March Brent crude BRNH21, +0.65%, which expired at the end of the day’s session, rose 35 cents, or 0.6%, to end at $55.88 a barrel on ICE Futures Europe, logging a nearly 0.9% weekly gain, and a 7.9% increase for the month. April Brent BRNJ21, +0.18%, the most active and now front-month contract, fell by 6 cents, or 0.1%, to $55.04 a barrel.

“Crude-oil futures remain stuck in a range as traders wrestle with the implications of weak near-term demand offset by prospects for improvement once Congress debates and ratifies the stimulus legislation,” Marshall Steeves, energy markets analyst at IHS Markit, told MarketWatch.

“Market sentiment was also supported by the latest weekly inventory report that showed the largest [U.S.] crude stock draw since July, with production and imports both lower,” he said.

Meanwhile, “the near-term outlook for demand took a hit this week with several additional travel restrictions imposed in recent days by the U.K. and New Zealand, likely having an immediate effect on demand for jet fuel,” said Steeves.

When it comes to Saudi Arabia, however, Edoardo Campanella, economist at UniCredit, said investors may be overly optimistic about the ability of the country and and major producers to keep a lid on output if the pandemic continues to weigh on demand for longer than expected by the market or if high prices bolster shale production in the U.S.

“In such a scenario, Riyadh is unlikely to intervene unilaterally once more and play the role of swing producer,” he said.

“It will expect the rest of the [OPEC+] alliance to share the burden of the adjustment. But calling for a coordinated response will be challenging as OPEC+ member have different price targets, economic priorities and political goals,” he said.

Read: OPEC’s Barkindo stresses importance of oil market stability and investment

Back on Nymex, February gasoline RBG21, -0.94% shed 0.7% to $1.5725 a gallon, with the contract settling up by 1.5% for the week, and gaining nearly 12% for the month.
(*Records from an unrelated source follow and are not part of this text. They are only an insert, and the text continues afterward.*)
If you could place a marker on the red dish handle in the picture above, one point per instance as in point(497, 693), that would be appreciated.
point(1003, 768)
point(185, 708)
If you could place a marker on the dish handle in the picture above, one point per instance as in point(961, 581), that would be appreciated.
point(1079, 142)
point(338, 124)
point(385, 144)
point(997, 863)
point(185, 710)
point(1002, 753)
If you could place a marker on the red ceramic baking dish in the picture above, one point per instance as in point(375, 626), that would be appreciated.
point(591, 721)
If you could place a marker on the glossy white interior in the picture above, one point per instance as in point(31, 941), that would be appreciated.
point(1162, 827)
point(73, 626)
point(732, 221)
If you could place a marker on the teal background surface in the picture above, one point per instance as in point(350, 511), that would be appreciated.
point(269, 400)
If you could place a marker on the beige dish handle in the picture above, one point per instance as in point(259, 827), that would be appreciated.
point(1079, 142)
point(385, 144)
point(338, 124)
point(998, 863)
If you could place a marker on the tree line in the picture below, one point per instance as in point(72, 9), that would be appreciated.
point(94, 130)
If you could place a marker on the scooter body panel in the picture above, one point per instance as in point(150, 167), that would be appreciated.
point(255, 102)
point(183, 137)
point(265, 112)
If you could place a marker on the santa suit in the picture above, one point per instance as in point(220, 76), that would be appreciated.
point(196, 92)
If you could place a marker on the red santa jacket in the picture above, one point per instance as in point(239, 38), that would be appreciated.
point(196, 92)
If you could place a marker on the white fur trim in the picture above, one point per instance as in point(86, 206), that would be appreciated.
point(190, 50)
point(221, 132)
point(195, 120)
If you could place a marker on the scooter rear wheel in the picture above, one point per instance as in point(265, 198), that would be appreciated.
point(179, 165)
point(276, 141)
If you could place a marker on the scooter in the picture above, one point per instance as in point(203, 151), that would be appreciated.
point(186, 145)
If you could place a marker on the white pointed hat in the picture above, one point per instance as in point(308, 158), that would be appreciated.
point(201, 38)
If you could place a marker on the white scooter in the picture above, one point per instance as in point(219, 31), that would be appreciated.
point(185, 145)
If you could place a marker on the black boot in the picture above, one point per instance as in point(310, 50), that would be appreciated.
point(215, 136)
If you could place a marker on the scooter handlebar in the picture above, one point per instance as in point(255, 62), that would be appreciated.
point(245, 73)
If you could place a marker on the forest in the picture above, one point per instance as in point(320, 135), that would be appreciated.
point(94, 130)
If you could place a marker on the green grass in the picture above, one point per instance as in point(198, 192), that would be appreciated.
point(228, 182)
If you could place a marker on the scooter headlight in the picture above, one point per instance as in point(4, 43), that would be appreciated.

February heating oil HOG21, -0.16% fell by almost 0.1% to $1.6004 a gallon, for a weekly rise of almost 1.6% and a month increase of 8.4%. The February contracts expired at the end of Friday’s session.

March natural gas NGH21, -3.53% lost almost 3.8% to settle at $2.564 per million British thermal units, settling 4.4% higher for the week and up 1% for the month.

“Chilly weather in the Northeast likely will lead to a spike in heating load demand for the next couple of days, though conditions through the first week of February are expected to be milder,” said IHS Markit’s Steeves.

Thursday’s storage report from the Energy Information Administration “showed a below-average withdrawal from storage, which put an end to the rally that had been underway previously,” he said. “While demand for home heating has varied along with the changing weather patterns, commercial demand continues to trend below normal due to the impact of the pandemic.”